Computational information geometry for binary classification of high-dimensional random tensors

Abstract

Evaluating the performance of Bayesian classification in a high-dimensional random tensor is a fundamental problem, usually difficult and under-studied. In this work, we consider two Signal to Noise Ratio (SNR)-based binary classification problems of interest.

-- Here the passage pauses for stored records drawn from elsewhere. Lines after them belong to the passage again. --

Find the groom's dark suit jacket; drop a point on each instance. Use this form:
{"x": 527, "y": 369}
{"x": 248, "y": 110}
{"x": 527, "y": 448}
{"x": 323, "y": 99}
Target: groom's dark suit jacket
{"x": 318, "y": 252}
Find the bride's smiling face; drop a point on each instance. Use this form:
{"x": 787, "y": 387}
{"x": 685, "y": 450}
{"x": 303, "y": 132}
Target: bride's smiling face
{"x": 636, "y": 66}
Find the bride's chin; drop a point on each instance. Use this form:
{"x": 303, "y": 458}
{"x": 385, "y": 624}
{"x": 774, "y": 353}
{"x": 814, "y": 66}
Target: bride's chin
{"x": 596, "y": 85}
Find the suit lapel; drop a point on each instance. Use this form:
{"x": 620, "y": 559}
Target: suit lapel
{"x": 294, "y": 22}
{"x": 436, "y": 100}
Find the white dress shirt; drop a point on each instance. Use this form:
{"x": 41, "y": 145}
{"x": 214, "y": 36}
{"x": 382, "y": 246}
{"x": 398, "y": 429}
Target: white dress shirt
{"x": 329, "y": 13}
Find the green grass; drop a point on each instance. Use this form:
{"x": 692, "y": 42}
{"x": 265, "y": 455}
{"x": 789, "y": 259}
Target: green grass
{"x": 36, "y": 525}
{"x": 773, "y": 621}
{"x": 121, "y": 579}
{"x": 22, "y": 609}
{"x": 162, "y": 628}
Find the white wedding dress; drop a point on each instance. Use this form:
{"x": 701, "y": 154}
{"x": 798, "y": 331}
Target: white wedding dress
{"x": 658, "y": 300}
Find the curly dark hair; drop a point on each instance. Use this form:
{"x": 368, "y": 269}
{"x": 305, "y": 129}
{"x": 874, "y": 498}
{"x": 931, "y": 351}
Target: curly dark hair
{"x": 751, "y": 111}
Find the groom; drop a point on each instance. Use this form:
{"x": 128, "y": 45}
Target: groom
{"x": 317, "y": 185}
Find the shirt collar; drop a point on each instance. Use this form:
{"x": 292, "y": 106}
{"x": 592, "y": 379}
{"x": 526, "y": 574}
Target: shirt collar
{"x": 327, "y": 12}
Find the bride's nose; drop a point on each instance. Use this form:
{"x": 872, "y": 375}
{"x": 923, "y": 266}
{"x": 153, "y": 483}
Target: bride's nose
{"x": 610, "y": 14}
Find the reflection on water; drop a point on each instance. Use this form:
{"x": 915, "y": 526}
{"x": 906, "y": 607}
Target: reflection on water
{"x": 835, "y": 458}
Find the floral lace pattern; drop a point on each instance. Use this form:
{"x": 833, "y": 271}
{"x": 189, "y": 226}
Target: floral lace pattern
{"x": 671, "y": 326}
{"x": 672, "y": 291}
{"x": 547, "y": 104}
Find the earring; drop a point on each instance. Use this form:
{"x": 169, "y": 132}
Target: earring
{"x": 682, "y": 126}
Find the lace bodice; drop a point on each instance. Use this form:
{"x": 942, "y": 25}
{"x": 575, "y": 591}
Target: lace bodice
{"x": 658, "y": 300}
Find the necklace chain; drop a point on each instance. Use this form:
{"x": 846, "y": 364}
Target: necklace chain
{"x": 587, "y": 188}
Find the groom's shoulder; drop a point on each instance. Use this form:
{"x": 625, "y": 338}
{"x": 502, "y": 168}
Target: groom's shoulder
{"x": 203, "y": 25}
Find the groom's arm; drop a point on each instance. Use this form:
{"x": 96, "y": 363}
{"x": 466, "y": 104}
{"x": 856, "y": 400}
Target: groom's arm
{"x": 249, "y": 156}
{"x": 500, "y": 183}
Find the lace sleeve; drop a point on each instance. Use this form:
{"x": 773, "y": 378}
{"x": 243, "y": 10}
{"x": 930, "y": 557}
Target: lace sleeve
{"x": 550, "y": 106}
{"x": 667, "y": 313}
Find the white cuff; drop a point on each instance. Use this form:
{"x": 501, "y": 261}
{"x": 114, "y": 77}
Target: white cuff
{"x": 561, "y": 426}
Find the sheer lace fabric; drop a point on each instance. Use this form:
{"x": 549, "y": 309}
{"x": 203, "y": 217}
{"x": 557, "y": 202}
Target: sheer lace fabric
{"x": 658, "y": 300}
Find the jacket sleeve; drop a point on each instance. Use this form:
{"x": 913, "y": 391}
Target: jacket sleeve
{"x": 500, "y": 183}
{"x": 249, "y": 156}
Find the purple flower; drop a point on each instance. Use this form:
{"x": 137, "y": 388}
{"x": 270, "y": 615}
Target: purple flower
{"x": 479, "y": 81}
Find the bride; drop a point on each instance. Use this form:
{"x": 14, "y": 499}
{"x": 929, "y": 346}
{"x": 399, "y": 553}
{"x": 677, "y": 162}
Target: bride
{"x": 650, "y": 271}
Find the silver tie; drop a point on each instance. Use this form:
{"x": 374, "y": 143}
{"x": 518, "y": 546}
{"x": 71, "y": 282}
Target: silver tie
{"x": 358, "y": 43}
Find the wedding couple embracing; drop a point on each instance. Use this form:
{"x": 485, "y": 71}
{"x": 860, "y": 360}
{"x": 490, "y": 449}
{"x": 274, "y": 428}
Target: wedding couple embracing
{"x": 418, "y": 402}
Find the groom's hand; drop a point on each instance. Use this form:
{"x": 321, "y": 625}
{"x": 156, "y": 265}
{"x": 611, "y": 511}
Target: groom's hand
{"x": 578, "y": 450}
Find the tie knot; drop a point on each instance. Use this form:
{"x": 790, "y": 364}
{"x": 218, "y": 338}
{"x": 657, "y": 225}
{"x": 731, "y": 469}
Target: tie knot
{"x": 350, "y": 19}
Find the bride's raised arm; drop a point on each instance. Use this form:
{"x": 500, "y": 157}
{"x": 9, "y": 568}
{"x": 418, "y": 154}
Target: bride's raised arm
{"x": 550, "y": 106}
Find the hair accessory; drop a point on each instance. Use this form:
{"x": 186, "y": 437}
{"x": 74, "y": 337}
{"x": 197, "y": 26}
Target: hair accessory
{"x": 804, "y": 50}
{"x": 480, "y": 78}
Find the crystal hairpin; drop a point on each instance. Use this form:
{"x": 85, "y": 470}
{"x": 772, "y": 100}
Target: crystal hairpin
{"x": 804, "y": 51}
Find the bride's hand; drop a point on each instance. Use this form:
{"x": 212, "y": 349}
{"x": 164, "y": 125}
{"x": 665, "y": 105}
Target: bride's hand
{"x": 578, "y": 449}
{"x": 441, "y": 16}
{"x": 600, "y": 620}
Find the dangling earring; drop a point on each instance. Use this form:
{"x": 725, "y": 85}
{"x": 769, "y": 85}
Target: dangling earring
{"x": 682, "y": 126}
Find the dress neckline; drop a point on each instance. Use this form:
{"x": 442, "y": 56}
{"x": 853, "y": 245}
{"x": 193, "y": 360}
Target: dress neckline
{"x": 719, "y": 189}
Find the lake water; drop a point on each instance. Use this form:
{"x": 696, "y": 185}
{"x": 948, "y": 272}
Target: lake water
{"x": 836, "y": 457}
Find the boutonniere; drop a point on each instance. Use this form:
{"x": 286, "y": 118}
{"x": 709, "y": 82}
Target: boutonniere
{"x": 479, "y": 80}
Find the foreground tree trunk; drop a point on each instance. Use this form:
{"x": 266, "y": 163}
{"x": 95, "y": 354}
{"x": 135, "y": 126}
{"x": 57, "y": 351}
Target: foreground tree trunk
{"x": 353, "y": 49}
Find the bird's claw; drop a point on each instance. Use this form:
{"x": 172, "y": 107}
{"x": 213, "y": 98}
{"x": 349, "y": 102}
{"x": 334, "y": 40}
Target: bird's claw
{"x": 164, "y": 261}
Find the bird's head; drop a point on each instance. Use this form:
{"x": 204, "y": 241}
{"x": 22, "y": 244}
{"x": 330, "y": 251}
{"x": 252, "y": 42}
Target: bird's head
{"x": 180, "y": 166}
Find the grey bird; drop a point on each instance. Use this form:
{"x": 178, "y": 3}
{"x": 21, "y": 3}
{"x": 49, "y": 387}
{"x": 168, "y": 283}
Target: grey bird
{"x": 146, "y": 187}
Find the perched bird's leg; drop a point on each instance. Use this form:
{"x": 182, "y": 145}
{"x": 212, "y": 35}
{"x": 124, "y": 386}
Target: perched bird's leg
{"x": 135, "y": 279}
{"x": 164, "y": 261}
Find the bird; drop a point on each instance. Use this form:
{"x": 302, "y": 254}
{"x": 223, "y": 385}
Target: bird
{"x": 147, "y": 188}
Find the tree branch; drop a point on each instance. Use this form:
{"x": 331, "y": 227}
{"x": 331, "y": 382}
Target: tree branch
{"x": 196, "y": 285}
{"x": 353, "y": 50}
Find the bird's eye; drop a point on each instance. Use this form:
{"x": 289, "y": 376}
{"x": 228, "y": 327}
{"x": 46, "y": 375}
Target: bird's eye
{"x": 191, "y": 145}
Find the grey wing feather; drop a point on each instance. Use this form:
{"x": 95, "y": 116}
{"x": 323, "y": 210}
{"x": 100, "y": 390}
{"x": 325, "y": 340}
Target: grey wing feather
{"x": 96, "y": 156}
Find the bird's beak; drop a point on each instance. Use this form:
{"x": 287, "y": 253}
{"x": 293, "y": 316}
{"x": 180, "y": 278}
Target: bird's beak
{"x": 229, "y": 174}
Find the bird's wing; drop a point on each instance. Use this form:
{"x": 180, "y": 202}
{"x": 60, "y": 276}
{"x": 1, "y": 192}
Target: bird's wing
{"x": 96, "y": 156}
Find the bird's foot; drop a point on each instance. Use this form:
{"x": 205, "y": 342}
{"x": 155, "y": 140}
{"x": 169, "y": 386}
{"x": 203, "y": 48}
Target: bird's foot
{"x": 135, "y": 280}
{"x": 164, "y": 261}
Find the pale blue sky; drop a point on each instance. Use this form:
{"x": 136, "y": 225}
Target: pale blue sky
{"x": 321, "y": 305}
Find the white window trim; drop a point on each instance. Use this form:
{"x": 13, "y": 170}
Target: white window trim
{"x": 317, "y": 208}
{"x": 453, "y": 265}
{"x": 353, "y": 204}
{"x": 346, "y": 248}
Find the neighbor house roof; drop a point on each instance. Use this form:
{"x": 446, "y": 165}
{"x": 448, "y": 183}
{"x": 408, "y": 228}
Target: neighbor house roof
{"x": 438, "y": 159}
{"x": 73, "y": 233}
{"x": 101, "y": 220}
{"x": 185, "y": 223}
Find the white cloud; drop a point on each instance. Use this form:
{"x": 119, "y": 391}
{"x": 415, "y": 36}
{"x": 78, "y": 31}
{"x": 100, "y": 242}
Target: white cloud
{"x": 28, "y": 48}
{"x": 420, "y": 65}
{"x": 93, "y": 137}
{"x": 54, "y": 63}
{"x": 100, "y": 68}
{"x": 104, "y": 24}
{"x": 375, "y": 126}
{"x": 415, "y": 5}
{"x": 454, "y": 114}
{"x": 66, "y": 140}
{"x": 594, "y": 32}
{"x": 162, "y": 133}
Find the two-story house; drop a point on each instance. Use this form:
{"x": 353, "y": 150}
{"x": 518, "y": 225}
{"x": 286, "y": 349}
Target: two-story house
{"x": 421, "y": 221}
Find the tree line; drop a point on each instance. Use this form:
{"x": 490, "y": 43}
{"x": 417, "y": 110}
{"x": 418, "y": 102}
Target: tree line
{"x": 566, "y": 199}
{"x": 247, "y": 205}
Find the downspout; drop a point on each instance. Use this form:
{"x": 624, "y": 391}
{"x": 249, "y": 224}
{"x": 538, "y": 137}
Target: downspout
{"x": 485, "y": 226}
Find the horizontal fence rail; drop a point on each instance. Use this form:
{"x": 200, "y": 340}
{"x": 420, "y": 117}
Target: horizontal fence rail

Under the alternative hypothesis, i.e., for a non-zero SNR, the observed signals are either a noisy rank-R tensor admitting a Q-order Canonical Polyadic Decomposition (CPD) with large factors of size Nq ×R, i.e., for 1 ≤ q ≤ Q, where R, Nq → ∞with R1/q/Nq converge towards a finite constant or a noisy tensor admitting TucKer Decomposition (TKD) of multilinear (M1, . . ., MQ)-rank with large factors of size Nq × Mq, i.e., for 1 ≤ q ≤ Q, where Nq, Mq → ∞ with Mq/Nq converge towards a finite constant. The classification of the random entries (coefficients) of the core tensor in the CPD/TKD is hard to study since the exact derivation of the minimal Bayes' error probability is mathematically intractable. To circumvent this difficulty, the Chernoff Upper Bound (CUB) for larger SNR and the Fisher information at low SNR are derived and studied, based on information geometry theory. The tightest CUB is reached for the value minimizing the error exponent, denoted by s*. In general, due to the asymmetry of the s-divergence, the Bhattacharyya Upper Bound (BUB) (that is, the Chernoff Information calculated at s* = 1/2) cannot solve this problem effectively. As a consequence, we rely on a costly numerical optimization strategy to find s*. However, thanks to powerful random matrix theory tools, a simple analytical expression of s* is provided with respect to the Signal to Noise Ratio (SNR) in the two schemes considered. This work shows that the BUB is the tightest bound at low SNRs. However, for higher SNRs, the latest property is no longer true.